Before he began teaching, Hedden appeared on stage at Seattle Shakespeare Company and Book-It Repertory Theatre in Seattle and at Theatre Northwest in Washington. Originally from Portsmouth, Virginia, Hedden lived in the Emerald Coast area in the 1990s and returned in 2008 to settle in Panama City Beach with his wife, Rebecca, and their now 6-year-old son, Cameron.
In 2012, he became a founding board member of Emerald Coast Theatre Company (ECTC), a nonprofit theater founded in Miramar Beach by Anna and Nathanael Fisher. In addition to appearing in productions of “Art” and “Resurrecting van Gogh” — an original work created and written by Hedden — he offers a customized corporate training program as a fundraiser for ECTC.
Since he began offering corporate training about five years ago, he has worked with real estate companies, retail owners and universities to improve their skills by what he describes as “rehearsal for reality” with secret shopping (actors pose as shoppers so retailers can gauge their customer service experience), theater games and lifelike role-playing scenarios with local actors.
We caught up with the fair-haired performing professor in between classes to chat about using play-acting to help business professionals be the best in their starring roles — as themselves.
EC: You refer to the corporate training program as applied theater. Can you explain what it is?
JH: Applied theater is a new catch-all buzzword. There are four or five colleges in the country offering degrees in it now. Basically, it’s every type of theater except the most common type. In applied theater, the participants are the beneficiaries versus an audience.
EC: How does the corporate training program you offer help?
JH: We teach theater techniques to help people more effectively communicate in a spontaneous manner. We customize our program to fit the needs of a particular business. Some want to improve public speaking skills; others want to use it for team building, secret shopping and some want to increase their interpersonal communication skills in order to close a deal.
EC: What does engaging trained actors bring to local businesses?
JH: Our actors have portrayed sick patients for medical students and done improv about domestic disputes to give officers in training the opportunity to rehearse conflict negotiation in a safe environment and get feedback from their instructors. They have posed as buyers and sellers for real estate agents. The actors stay in character. There is no timeout. The Realtors cannot help each other, and so they cannot “cheat” in a sense. They get to practice their sales pitch when money is not on the line. The participants realize it’s not a game and it becomes real, so the level of training is enhanced immediately.
EC: What are the most common things you notice in the business clients you work with?
JH: When they are able to observe themselves, most often they will see they are talking too fast or that they are not listening to what people are saying to them.
EC: As a student of applied theater and a creative professional, you seem comfortable with unconventional approaches to solving problems.

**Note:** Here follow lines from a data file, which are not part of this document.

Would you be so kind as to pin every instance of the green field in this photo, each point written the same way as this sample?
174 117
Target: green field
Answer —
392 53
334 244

JH: Right. As an actor you may have hundreds auditioning for every role. I worked in New York City, so I went in the back door. I was knocking on the door of Art Therapy for Cancer Patients when I was staging “Resurrecting van Gogh.” I tell my students to consider non-traditional avenues for your art. I’ve started to do that for other projects as well, such as the corporate training.
EC: As a theater professor, what advice do you commonly give?
JH: That all of your interactions have to be authentic. One of the things I tell my students, which I stole from my favorite acting teacher, Richard Robichaux, is to say, “Really do what you’re really doing for real, really.” If you are on stage and you are trying to remember your lines, that’s what we see. If what you’re doing is you are trying to convince your partner to not leave you, we will be engaged and riveted. People are overacting not when they are really performing an action, but when they are pretending to write or to read a letter.
EC: What has a career in theater given you?
JH: The gift of presence, meaning being in the present moment. Everything that makes me a better actor makes me a better human being. It builds empathy, and I think that is invaluable. I’ve been able to travel and have friends all over the world. And for six weeks at a time, I get to live in that moment in someone else’s shoes and be an expert at something.